Dr. Quinn has a new career -- in home decorating. Actress Jane Seymour, a mother of five is also a painter, which inspired this bright idea: Cover the table with butcher paper, bistro-style, and put out art supplies. It's sure to get your kids and their friends painting in no time.
Paper may be flat, but star stylist and interior designer Robert Verdi showed us it's not one-dimensional. He used basic printer paper to create these rumpled-chic topiaries. Cut and paste your own the day before a party, so they have plenty of time to dry. Shred a hefty amount of paper in colors you like, or pick up some pre-shredded paper from a craft store. Drizzle glue on one side of a Styrofoam ball and roll it in a pile of the cuttings, pressing lightly to adhere. Fill in any bare spots and repeat on the other sides. Cover as many foam balls as you like, then let dry. Pile them on top of one another with dowels (or chopsticks!) and place in flowerpots or cluster in the center of the table.
Fresh flowers get plenty of centerpiece play, but make it easier and more fun for your kids with this low-maintenance fill-in by fashion designer Isaac Mizrahi. Print out pictures of flowers and butterflies, then clip them into a store-bought photo hanger and place in a flowerpot. You can even quickly spray-paint a basic terra-cotta pot for a new look. When the kids are done, move the "arrangement" to a windowsill or coffee table.
Unless you're a dog owner, you'll never find a use for all those plastic grocery bags. Problem solved with this idea from eco-friendly design guru Danny Seo that your kids will love to make: Just cut the bags into squares, layer and cinch together, then tie to skewers. You can take the recycling one step further and put the bouquet in a coffee-can vase.
How to Make a Martini Glass Centerpiece
You may not want kids handling martini glasses, but let them choose the fun things you place in the glasses, like candy!
On the Fly
Even if you weren't that kid who sailed paper airplanes at the teacher, you and your kids'll love this idea from Mrs. DeVore's art class at Stonington High School in Connecticut. The students answered our call for a back-to-school-inspired centerpiece with this concept: Attach floral wire to paper planes and arrange in a vase. It's easy -- if you know how to fold 'em!
Derek McLane might be the set designer for the musical Grease on Broadway, but his stellar centerpiece is simply out of this world. Inspired by the hues of the iconic Pink Ladies and T-Bird jackets, McLane turned a funnel on its end and attached painted foam balls to it with skewers. We love it for a kids' party -- or any bash that needs an eye-popping splash of color.
Here's a good excuse to splurge on sewing supplies and super-simple project for your kids: David Stark -- event designer and author -- slips spools of embroidery thread over test tubes to create homespun bud vases. Mix and match, or stack up a single color for dramatic effect. Either way, you'll have this centerpiece all sewn up in minutes.

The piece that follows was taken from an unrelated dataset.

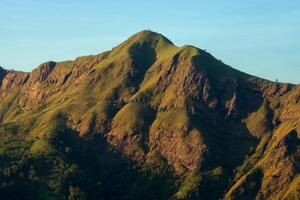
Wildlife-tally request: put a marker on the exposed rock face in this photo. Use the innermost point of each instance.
(155, 102)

Take your candy bowl to new heights with this perfect-for-kids project. Dylan Lauren, owner of confection megastore Dylan's Candy Bar, decorates her table with this sweet centerpiece. Fill plant pots with Conversation Hearts, jelly beans, rock candy and Red Hots and nest lollipops in the mix. Bonus: it doubles as dessert!
How To Make a Lentil Centerpiece
Create the perfect centerpiece in minutes by letting the kids mix and match different colors of dried beans. Watch our video and learn how!
When we asked fashion designer and former Project Runway finalist Daniel Vosovic to dress up our dinner table, we knew he'd come up with something cleverly stylish. His idea: Drape stemmed glasses with necklaces, bracelets and earrings -- whatever you have in your jewelry box -- for a perfectly accessorized meal. Make it fun for kids by using costume or play jewelry.
We've seen it jiggle for decades -- finally, Jell-O gets to play a bigger role at the dinner table. Evette Rios, one of Rach's go-to design gurus, elevates the translucent dessert to art with this nifty trick: Combine six boxes of Jell-O powder with half the amount of water specified, chill the mix in a glass vase for half an hour, then just push flowers into the semi-firm gelatin. Let your kids design their own -- in any color!
How to Make an Armani Leaf Bowl Centerpiece
Pre-cut the flowers and hand over the project to the kids. Watch our video and learn how to recreate this gorgeous centerpiece created by style icon Giorgio Armani.
Let your kids help you prep for a party with this mighty high design from Babies"R"Us products designer Amy Coe. Amy's idea: Elevate the ordinary! Pile thick spools of brightly colored ribbon in the center of the table, and top the stacks with small salad plates.